Secara ilmiah, buah naga memiliki indeks glikemik (glycemic index/GI) yang tergolong rendah hingga sedang, yaitu sekitar 48–52.
Indeks glikemik adalah ukuran seberapa cepat makanan meningkatkan kadar gula darah.
Semakin rendah angkanya, semakin lambat kenaikan gula darah yang terjadi.
Artinya, mengonsumsi buah naga saat berbuka cenderung tidak menyebabkan lonjakan gula darah drastis dibandingkan makanan tinggi gula sederhana seperti sirup, gorengan manis, atau minuman berpemanis buatan.
Selain itu, buah naga kaya akan serat, terutama serat larut. Serat ini berfungsi memperlambat penyerapan glukosa di usus, sehingga gula dilepaskan secara bertahap ke dalam aliran darah.

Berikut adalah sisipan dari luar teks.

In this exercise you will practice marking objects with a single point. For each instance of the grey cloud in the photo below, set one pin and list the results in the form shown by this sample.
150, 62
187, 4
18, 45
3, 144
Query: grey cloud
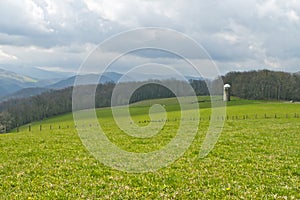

Efek ini sangat penting setelah puasa, karena tubuh sedang berada dalam kondisi sensitif terhadap insulin.
Penyerapan gula yang terlalu cepat dapat memicu lonjakan insulin mendadak, yang kemudian diikuti penurunan gula darah drastis.
Inilah penyebab rasa lemas setelah berbuka dengan makanan manis berlebihan.
Keunggulan lain buah naga adalah kandungan antioksidan seperti betalain dan vitamin C.
Antioksidan membantu mengurangi stres oksidatif, yaitu kondisi di mana terjadi ketidakseimbangan antara radikal bebas dan kemampuan tubuh menetralisirnya.
Stres oksidatif sering meningkat saat tubuh mengalami perubahan metabolik drastis, termasuk saat berbuka puasa.
Buah naga juga mengandung air dalam jumlah tinggi, sekitar 85–90 persen.
Kandungan air ini membantu rehidrasi tubuh secara bertahap tanpa membebani sistem pencernaan.
Dibandingkan langsung mengonsumsi makanan berat, memulai dengan buah naga memberi waktu bagi sistem pencernaan untuk “bangun” secara perlahan setelah beristirahat panjang.
Namun, penting untuk memahami bahwa manfaat ini akan optimal jika buah naga dikonsumsi dalam bentuk utuh, bukan jus yang ditambahkan gula.
Proses penghancuran menjadi jus dapat mempercepat penyerapan gula karena struktur seratnya rusak. Selain itu, porsi tetap perlu diperhatikan.
Konsumsi berlebihan, bahkan dari buah sehat, tetap dapat meningkatkan asupan gula total.
Secara keseluruhan, buah naga merupakan pilihan yang sangat baik untuk mengawali berbuka puasa.
Kombinasi indeks glikemik rendah, kandungan serat tinggi, antioksidan, dan kadar air yang melimpah menjadikannya makanan ideal untuk menstabilkan gula darah dan mempersiapkan tubuh menerima makanan berikutnya.
Dalam bahasa sederhana, buah naga membantu tubuh “menyalakan mesin” secara halus, bukan menekan pedal gas secara mendadak.